The pilot also sets up that there is another faction in town, who live at what is termed the “Colony House,” and that while they follow the same general rules of survival, they don’t necessarily agree with how Sheriff Stevens is running things. This feels a bit reminiscent of “the others” from “Lost,” even if they’re not quite as mysterious.

The pilot ends with a few of the characters trapped in the overturned camper, and the night has fallen. The monsters are on their way – whatever they are.

So, I’m having trouble with coming up much to criticize here, and some of that goes back to the basic nature of a pilot script like this.
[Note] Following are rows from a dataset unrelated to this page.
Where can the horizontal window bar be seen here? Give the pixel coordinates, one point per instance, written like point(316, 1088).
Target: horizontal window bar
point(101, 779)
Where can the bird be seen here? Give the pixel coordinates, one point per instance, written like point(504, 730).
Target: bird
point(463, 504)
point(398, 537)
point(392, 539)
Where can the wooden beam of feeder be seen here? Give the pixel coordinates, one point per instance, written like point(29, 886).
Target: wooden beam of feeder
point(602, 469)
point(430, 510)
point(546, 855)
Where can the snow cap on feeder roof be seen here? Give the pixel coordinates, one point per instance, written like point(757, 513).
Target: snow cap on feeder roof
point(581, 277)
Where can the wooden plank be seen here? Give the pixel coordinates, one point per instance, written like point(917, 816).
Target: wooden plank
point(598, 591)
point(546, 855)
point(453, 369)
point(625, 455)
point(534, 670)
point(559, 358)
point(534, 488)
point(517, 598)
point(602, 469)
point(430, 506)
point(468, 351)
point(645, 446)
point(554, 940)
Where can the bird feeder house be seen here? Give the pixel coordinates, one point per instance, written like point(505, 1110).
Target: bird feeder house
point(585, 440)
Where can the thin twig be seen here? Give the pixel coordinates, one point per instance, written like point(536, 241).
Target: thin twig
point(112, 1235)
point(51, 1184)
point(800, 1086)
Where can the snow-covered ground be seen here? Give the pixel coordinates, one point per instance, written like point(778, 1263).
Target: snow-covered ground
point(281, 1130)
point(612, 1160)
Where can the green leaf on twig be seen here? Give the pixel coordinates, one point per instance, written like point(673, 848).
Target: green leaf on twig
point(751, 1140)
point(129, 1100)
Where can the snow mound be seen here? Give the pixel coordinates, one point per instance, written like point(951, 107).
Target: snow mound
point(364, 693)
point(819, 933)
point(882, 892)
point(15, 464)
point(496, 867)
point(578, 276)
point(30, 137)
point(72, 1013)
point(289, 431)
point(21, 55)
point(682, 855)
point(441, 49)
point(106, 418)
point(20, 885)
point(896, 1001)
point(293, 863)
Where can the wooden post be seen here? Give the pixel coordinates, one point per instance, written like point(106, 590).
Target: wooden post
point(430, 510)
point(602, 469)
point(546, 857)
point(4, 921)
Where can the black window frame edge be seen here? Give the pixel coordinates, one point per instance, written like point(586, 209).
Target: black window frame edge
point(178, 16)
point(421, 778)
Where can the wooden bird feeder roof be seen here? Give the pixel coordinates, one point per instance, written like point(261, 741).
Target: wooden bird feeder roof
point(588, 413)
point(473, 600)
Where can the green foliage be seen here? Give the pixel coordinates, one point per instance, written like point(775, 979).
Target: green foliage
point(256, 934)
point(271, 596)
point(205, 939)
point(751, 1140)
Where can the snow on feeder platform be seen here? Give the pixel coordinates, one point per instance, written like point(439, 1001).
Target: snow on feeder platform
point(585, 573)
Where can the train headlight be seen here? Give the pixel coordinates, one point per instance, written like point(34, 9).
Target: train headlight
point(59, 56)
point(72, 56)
The writing is efficient, the description is sound. Multiple mysteries/questions are set up to keep us wondering, and again there is no requirement to pay anything off yet since we need the audience coming back for multiple episodes and/or seasons…

What I would like to do, but just don’t have the time right now, is to go back and re-read “Small Town Murder Mystery” and compare it to this, since I distinctly recall liking that one but also recognizing an amateur. I didn’t have that feeling here. If I get a chance in the near future I may revisit that one and compare it to this just to figure out why I felt that back then, but do not have that feeling here. In my defense, it was over three years ago I read the other one, so please forgive me for not recalling specifics at this time.

I am going to rate this one a READ IT.

It does what I believe a pilot for this type of show should be doing:

  1. It sets up an interesting world that we would like to know more about
  2. The description is pretty economical but does a fine job painting a picture
  3. Dialogue is fine, not flashy, and exposition feels mostly organic to the story being set up
  4. It makes us want to know more, so we would keep reading or watching

Final note on this review – I had it mostly completed and experienced a major computer issue, and even though I had saved it, it was lost along with another recent file. So I started from scratch, and this kind of contributed to a more stream-of-consciousness typing.